Sur ces bases fragiles, et les théories gnostiques aidant, les Pères de l’Eglise ont élaboré une démonologie, en parallélisme antithétique avec une angélologie, qui atteint sa perfection systématique, vers la fin du Ve siècle, avec la Hiérarchie céleste, du pseudo-Denys l’Aéropagite. La croyance simultanée aux anges et aux démons ne s’est jamais démentie dans l’Eglise. Mais, selon Henry Ansgor Kelly, aucune formule dogmatique ne l’a jamais définie et imposée ; il considère les constructions théologiques comme un fruit de la raison abstraite, tendant à combler les vides du donné révélé par une pure idéalisation de la psyché humaine ; et il rejette évidemment toutes les affabulations d’une imagination altérée de fantastique.
Suivant les tendances positivistes, si discutées d’autre part, il réduit les phénomènes de sorcellerie, de possession et de tentation à des problèmes psychologiques, ou psychosomatiques, à des complexes, à des obsessions, à des dédoublements de personnalité, à des signes de schizophrénie. Les scrupuleuses précautions d’une Jeanne Favret-Saada pour discerner la spécificité de ces systèmes symboliques ne semblent pas effleurer son esprit critique. Rendons-lui cette justice qu’il fait en passant une étude documentée et démystifiante du film à succès l’Exorciste, qu’il dénonce comme « un exemple de fabrication délibérée d’un mythe ».
La pensée de l’auteur se heurte cependant aux déclarations du concile œcuménique du Latran (1215) et de Paul VI (15 novembre 1972). Le concile définit en peu de mots, contre les hérésies manichéennes et cathares, la création des anges, ainsi que « du diable et des autres démons, créés selon leur nature : c’est par leur faute qu’ils sont devenus mauvais ». Le sens le plus direct de la définition est, en effet, que les créatures de Dieu ne sont pas mauvaises par nature, elles ne deviennent mauvaises que par leur faute. Faut-il limiter ce sens et penser seulement que, si les démons existent, ils ont été créés par Dieu bons et ne sont devenus mauvais que par leur faute ? La définition conciliaire n’affirmerait donc pas leur existence réelle. Il ne paraît possible d’admettre cette restriction de sens ni quant à l’intention des pères du concile, ni quant au signifié total de la définition.

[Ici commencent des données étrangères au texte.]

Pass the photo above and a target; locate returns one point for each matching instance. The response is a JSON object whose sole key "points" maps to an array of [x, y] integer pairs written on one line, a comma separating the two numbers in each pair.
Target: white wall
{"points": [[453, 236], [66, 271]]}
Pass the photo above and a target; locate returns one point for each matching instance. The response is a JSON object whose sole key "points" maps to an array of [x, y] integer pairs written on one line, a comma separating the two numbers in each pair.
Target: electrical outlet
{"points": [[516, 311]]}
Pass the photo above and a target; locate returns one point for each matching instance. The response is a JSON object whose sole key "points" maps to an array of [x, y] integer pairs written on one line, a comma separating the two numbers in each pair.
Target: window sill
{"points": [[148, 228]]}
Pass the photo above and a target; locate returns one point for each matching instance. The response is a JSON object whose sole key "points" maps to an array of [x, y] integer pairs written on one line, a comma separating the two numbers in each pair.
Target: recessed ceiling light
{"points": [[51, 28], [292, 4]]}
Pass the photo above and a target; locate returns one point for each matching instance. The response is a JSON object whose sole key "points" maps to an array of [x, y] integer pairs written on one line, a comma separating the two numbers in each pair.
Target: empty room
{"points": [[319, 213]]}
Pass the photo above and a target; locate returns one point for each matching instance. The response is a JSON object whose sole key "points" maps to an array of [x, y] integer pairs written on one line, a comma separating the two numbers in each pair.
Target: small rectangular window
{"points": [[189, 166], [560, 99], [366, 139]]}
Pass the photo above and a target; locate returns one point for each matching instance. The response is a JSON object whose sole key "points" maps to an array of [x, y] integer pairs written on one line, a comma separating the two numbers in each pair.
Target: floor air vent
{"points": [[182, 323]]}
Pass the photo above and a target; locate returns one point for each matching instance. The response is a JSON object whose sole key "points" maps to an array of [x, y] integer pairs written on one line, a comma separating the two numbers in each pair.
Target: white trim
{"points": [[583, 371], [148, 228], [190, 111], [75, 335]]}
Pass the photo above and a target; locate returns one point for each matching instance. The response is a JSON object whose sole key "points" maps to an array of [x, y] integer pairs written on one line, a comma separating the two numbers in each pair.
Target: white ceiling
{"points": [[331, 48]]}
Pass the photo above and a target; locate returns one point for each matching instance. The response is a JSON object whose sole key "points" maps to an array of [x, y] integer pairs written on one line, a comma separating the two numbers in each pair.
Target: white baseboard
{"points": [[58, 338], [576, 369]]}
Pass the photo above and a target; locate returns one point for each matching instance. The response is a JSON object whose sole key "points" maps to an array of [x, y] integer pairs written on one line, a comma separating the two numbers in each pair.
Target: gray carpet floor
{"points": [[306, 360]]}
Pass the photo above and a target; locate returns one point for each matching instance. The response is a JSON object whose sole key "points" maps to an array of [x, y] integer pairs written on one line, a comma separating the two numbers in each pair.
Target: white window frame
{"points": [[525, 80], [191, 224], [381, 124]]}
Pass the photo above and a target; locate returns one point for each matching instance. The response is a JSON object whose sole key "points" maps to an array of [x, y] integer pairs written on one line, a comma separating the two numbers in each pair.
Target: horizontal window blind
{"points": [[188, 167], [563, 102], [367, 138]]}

Refuser de voir l’affirmation de la réalité des anges et des démons dans la phrase qui déclare qu’ils ont été créés par Dieu bons, c’est vider celle-ci d’une partie de son sens. Je pense que la subtilité de l’interprète ici l’égare. Et il conclut : « Il est possible, sans doute, que les esprits du mal aient une existence réelle ; mais pour le moment cela ne semble pas probable. » Et le théologien se dévoile, au fond, plus pragmatique que scientifique, en ajoutant : « Qu’ils existent ou non, il ne paraît pas nécessaire d’y croire pour pouvoir s’attaquer utilement aux problèmes de la vie humaine. »
Cette tendance à minimiser la parole, à en évacuer l’implicite, ôte à ce livre intéressant une bonne partie de sa crédibilité. Elle relève du même positivisme réductionniste que la confusion du diabolique et du psychotique. Personne n’est obligé d’admettre la valeur d’une définition conciliaire, la foi de Paul VI, l’existence réelle du diable.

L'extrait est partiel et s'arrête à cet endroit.